Thursday, June 17, 2010

SAUNDARANANDA 2.8: Making All Meaningful (provisional effort)

kRta-shaastraH kRt'-aastro vaa
jaato vaa vipule kule
a-kRt'-aartho na dadRshe
yasya darshanam eyivaan

- - = = - = = =
= = = - - = - =
- - = = - - - =
= - = - - = - =

2.8
Whether skilled in use of book or skilled in use of sword,

Whether born into an eminent family or not,

No-one was seen as useless,

Who came into his presence.

COMMENT:
Two or three internet sources confirm that eyivaan translates as got or obtained, so yasya darshanam eyivaan would seem to mean "obtained a meeting/audience with him" or "came into his presence." What the grammar of eyivaan is, however, I have not been able to ascertain -- and if jiblet is reading this, I would be grateful for his input.

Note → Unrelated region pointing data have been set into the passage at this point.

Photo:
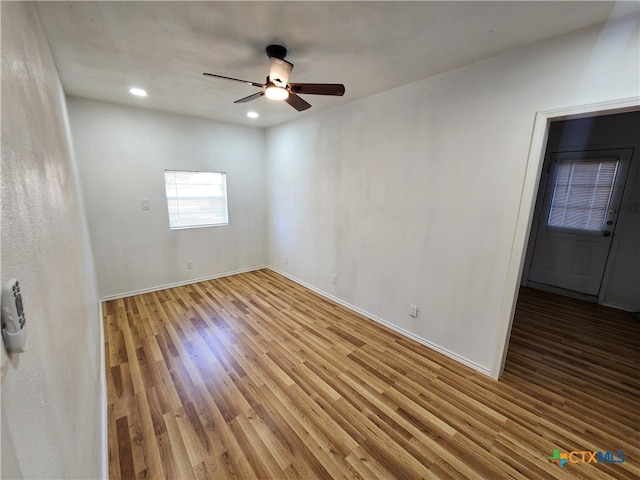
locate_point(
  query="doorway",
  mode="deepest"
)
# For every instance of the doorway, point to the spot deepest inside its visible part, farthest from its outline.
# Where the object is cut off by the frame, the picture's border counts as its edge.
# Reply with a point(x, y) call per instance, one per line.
point(577, 212)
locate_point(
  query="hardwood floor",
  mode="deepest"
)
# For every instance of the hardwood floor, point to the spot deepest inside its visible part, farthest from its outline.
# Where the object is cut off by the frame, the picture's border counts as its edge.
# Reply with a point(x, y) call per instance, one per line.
point(254, 377)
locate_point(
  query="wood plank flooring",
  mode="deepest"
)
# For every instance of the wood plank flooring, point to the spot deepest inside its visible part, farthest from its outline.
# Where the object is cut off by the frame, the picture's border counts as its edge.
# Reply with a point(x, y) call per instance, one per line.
point(254, 377)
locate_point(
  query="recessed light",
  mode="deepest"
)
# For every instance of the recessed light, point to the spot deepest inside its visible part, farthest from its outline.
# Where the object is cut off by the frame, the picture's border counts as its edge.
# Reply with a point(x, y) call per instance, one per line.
point(138, 92)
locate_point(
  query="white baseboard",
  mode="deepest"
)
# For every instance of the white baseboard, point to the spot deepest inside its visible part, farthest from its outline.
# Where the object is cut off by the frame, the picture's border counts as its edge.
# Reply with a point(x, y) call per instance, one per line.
point(179, 284)
point(104, 421)
point(395, 328)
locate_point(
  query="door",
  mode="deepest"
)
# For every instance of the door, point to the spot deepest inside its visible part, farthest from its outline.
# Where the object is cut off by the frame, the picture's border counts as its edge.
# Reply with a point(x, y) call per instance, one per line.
point(578, 218)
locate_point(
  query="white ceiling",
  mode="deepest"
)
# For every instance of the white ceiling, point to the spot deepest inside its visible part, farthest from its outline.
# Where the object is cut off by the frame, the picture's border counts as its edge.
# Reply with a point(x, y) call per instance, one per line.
point(103, 48)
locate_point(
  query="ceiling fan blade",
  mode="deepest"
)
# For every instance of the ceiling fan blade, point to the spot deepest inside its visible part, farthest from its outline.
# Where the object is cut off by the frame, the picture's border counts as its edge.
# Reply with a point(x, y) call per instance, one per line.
point(317, 88)
point(279, 71)
point(297, 102)
point(250, 97)
point(255, 84)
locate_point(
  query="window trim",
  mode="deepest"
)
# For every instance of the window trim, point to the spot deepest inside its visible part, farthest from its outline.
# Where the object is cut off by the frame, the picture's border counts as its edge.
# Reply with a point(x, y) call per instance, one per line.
point(197, 225)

Without knowing the grammar of eyivaan, I don't understand the grammar of whole second half of the verse -- and so the translation above is mainly guesswork and is even more provisional than usual.

EHJ also seemed unsure how to understand the verse, and added as a note to his translation:
"This probably means not only that the king granted all requests made to him in audience, but that the mere sight of him brought good luck."


If, as I have been intuiting, the king symbolizes a central controlling agent in a hierarchical system then the point might be there was no disconnect between this central agent and the periphery; rather, the agent at the head of the hierarchy imbued all parts with a sense of direction, purpose, meaning, or in short usefulness.

EH Johnston:
Whoever came into his sight, whether scholar, warrior or man of high degree, was fortunate in his business.

Linda Covill:
No one who came to see him, whether accomplished in learning or weaponry or born to the nobility, failed to achieve his goals.


VOCABULARY:
kRta-shaastraH (nom. sg. m.): one accomplished in scripture/science
kRta: mfn. done, accomplished, obtained, cultivated etc.
shaastra: n. teaching , instruction ; any instrument of teaching , any manual or compendium of rules , any book or treatise , (esp.) any religious or scientific treatise , any sacred book or composition of divine authority (applicable even to the veda ); a body of teaching (in general) , scripture , science
kRt'-aastraH (nom. sg. m.): one accomplished in weaponry
astra: n. a missile weapon , bolt , arrow ; sword ; bow
vaa: or

jaataH (nom. sg. m.): born
vaa: or
vipule (loc. sg.): mfn. large , extensive , wide , great, noble (as a race)
kule (loc. sg.): n. a herd , troop , flock , assemblage , multitude , number ; n. a race , family , community , tribe ; the residence of a family , seat of a community , inhabited country ; a house , abode ; a noble or eminent family or race ; high station ; the body ; the front , forepart

a-kRt'-aarthaH (nom. sg. m.): being of unaccomplished purpose, his aim not being accomplished, his effort being futile, being meaningless, being useless
a-kRta: not accomplished
artha: aim , purpose (ifc. " for the sake of , on account of , in behalf of , for ")
na: not
dadRshe = 3rd pers. sg. (aatmane-pada) perfect. dRsh: to see, behold , meet

yasya (gen. sg.): of whom, of him [the king]
darshanam: n. seeing , observing , looking ; visiting ; n. audience , meeting (with gen.) ; n. experiencing ;n. the eye; n. the becoming visible or known , presence; n. appearance (before the judge)
eyivaan: got, obtained

4 comments:

jiblet said...

Hi Mike,

Perhaps eyivaan is the perfect active participle (nom. sing.) - usually described as 'the participle in vaaMs' - of the root /i, to go? Such participles are rare, I read; perhaps that's why I've not been able to find rules for modification of the root, to see if /i becomes eyi before the addition of vaan, and so is, in fact, the root. I might be way off, but the perfect active participle is the only -aan ending I'm aware of (apart from the masc. acc. plural of nouns, which can't be right, here).

If/when I realise I've made a stupid mistake, I'll let you know, Mike.

Mike Cross said...

Thanks jiblet,

Among various contenders I considered, aa-√i, to reach, to attain, looked like the favourite. But I couldn't find confirmation of exactly how it became eyivaan.

From what you write, I am guessing that eyivaan is the perfect active participle (nom. sg.) of aa-√i. That would fit with the translations of EHJ and LC, and also with the translations I found on the internet of eyivaan as "got" and "obtained."

Thanks again... will look forward to receiving confirmation or otherwise in due course...

jiblet said...

I didn't even consdider aa-i, Mike! I was stuck, confused, in perfect tense reduplication mode.

My guess is that you're right. The sandhi works. And as the meaning fits with the other translations you've found, I can think of no other solution. Not that there might not be one...but what we've arrived at seems correct to me.

Mike Cross said...

Many thanks jiblet,

In a scientific spirit, let us go with that understanding until such time as it is falsified by any new information that comes to light.